The accumulated benefit obligation (defined as the projected unit liability with no allowance for future salary growth) of the Group Scheme at 2 February 2008 was $240.4 million (2007: $246.9 million).

The movement in Group Scheme benefit obligation during the financial year was as follows:
  2008
$m
2007
$m
Benefit obligation at beginning of financial year 257.9 251.0
Current service cost 6.4 6.4
Past service cost 0.2
Benefits paid (9.9) (8.1)
Member contributions 0.9 0.9
Interest cost 13.5 12.6
Actuarial gain (15.1) (32.5)
Exchange 27.4
Benefit obligation at end of financial year 253.7 257.9
The movement in Group Scheme assets during the financial year was as follows:
  2008
$m
2007
$m
Fair value of Group Scheme assets at beginning of financial year 261.6 223.6
Expected return on Group Scheme assets 18.3 14.7
Benefits paid (9.9) (8.1)
Member contributions 0.9 0.9
Employer contributions 7.2 6.8
Actuarial loss (30.1) (2.0)
Exchange 0.1 25.7
Fair value of Group Scheme assets at end of financial year 248.1 261.6

The actual loss on Group Scheme assets was $11.8 million (2007: $12.7 million return).
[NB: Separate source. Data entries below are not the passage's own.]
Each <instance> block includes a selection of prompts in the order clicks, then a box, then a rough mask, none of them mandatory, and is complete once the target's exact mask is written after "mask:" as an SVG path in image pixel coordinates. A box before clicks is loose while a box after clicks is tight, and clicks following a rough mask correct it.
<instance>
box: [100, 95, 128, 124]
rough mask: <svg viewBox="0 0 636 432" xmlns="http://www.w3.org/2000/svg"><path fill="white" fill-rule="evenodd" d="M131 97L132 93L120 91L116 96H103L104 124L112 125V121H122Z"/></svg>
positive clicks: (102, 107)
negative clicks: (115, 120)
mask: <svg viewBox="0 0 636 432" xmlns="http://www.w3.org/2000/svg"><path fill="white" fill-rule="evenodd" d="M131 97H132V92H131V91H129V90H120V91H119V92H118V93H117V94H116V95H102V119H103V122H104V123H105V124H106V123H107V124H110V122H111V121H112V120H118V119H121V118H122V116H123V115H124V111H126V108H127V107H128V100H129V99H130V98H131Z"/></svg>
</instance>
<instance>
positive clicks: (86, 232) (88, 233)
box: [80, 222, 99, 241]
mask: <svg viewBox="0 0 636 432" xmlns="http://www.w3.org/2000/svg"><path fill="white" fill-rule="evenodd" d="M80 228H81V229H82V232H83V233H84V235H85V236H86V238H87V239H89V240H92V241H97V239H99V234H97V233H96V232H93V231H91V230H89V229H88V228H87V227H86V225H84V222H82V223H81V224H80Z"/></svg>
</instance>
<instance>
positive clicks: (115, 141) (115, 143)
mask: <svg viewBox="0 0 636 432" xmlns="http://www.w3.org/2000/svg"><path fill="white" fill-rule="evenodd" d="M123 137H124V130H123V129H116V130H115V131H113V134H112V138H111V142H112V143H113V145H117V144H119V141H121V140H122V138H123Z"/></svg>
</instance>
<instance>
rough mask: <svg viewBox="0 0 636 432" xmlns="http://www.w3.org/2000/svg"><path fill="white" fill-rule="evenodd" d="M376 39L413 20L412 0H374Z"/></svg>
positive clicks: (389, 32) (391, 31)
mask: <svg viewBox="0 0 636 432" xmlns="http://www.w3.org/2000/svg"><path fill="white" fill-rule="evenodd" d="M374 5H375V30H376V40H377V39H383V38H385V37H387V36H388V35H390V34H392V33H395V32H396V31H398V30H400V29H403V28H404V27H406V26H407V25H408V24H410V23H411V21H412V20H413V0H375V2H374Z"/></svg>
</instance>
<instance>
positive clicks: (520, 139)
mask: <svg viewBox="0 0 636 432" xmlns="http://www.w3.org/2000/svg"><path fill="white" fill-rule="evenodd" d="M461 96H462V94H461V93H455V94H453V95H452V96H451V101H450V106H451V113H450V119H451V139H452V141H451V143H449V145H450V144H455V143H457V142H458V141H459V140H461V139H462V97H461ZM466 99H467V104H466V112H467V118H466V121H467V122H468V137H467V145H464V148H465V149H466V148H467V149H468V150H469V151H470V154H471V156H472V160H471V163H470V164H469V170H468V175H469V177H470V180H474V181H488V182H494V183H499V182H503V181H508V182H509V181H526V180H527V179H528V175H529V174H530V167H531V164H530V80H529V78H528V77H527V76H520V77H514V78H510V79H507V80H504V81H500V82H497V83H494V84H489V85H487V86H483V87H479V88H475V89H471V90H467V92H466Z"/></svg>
History of experience gains and losses
  2008 2007 2006 2005
Difference between expected and actual return on Group Scheme assets ($ million) (30.1) (2.0) 22.0 (0.5)
Percentage of Group Scheme assets (12)% (1)% 10% 0%
Experience gain/(loss) on Group Scheme liabilities ($ million) 15.1 32.5 (51.3) (9.4)
Percentage of Group Scheme liabilities 6% 13% (20)% (5)%
Total amount recognised in SORIE – gross ($ million) 15.0 30.5 (29.3) (9.9)
Percentage of Group Scheme liabilities 6% 12% (11)% (5)%

The cumulative actuarial losses reported in the consolidated statement of recognised income and expense since the IFRS transition date are $6.3 million.

Projected benefits payments are as follows:
  $m(1)
2008/09 10.3
2009/10 11.3
2010/11 11.7
2011/12 12.0
2012/13 13.8
2013 to 2017/18 72.8

(1)Translated at $2.00 = £1.00, the average exchange rate applied for the 52 weeks ended 2 February 2008.